For those of you who don't know, Portland Timbers owner Merritt Paulson can be...voluble. His first few years as Timbers owner were marked by an almost incessant Twitter presence that often devolved into petty fights (as Twitter often does), but in Paulson's case, he seemingly never met Twitter bait that didn't taste good. He started to become known more for that aspect of his ownership and for fighting with a segment of his own fans (and occasionally other fans as well) than anything else.
To his immense credit, in recent years he's dialed that back quite a bit. He still gets into the occasional online kerfuffle, but by and large, he's become an anodyne presence, cheering on his team and tweeting encouraging things about the Timbers, Thorns, and other soccer-related things.
One thing that hasn't changed, though, is the strength and depth of his opinions and convictions when it comes to his team. He firmly believes (and I agree) that the Timbers are one of the highest-profile teams in MLS, thanks in no small part to the unbelievable support of the Timbers Army, and he believes that with that profile comes a lot more pressure than people outside the Northwest might believe. Paulson went on the Max and Herc podcast the other day, and among other things, he had this to say about the level of expectation in Portland, relative to that in LA or another high profile media/sports market:
And the thing is, he has a point. The LA Galaxy is the most successful team in MLS history, but they're barely a blip on the LA landscape, competing with the Dodgers, the Lakers, the Clippers, and the Angels (plus the WNBA and the NHL, and soon another LA MLS team), as well as a little thing called the entertainment industry. If Curt Onalfo is walking down the street, in Carson or in Venice or in Silver Lake, maybe a handful of people would ever notice him, much less know who he was.
In Portland, though, the Timbers are one of two men's professional sports teams. Unlike the mega-millionaires in the NBA/NFL/MLB, MLS players mostly make real-world money, which means that, in the Timbers' case, the players live in real-world neighborhoods, for the most part, not in gated enclaves. For example, Diego Valeri shops at my grocery store, and Zarek Valentin lives about four blocks from our place.
What that tends to do is bring a lot more visibility and subtle pressure to anyone on or in the organization - these guys are our neighbors, we see them a lot, and we know who they are. When your neighbor wins a championship, it tends to make you think your neighbor can always win a championship. They've done it once, right?

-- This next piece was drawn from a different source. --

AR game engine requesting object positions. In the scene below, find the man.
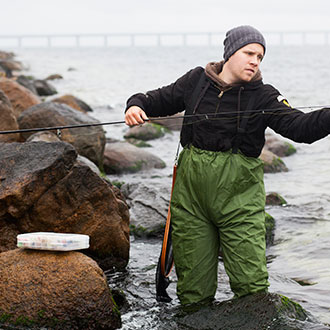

But when it doesn't happen again the next year, maybe you give your neighbor a little grief. It's good-natured at first, but then if your neighbor's team keeps not winning, or keeps playing poorly, maybe that ribbing gets a little...edgier. And when you multiply that edgy ribbing by, well, everyone in the neighborhood, all of a sudden it's not so fun to be on the Timbers anymore.
That's not really the path that Timbers fans take, to be fair - the attention they give to their friendly neighborhood Timbers is almost overwhelmingly positive - but that said, as a Timber, you're always under a microscope in the community here. And as a Timbers coach, that scope is even more powerful.
That's what Merritt was talking about on the podcast, and I have to say that, despite all the "Oh, that's just Merritt being Merritt" reactions that his words often engender, he has a very good point.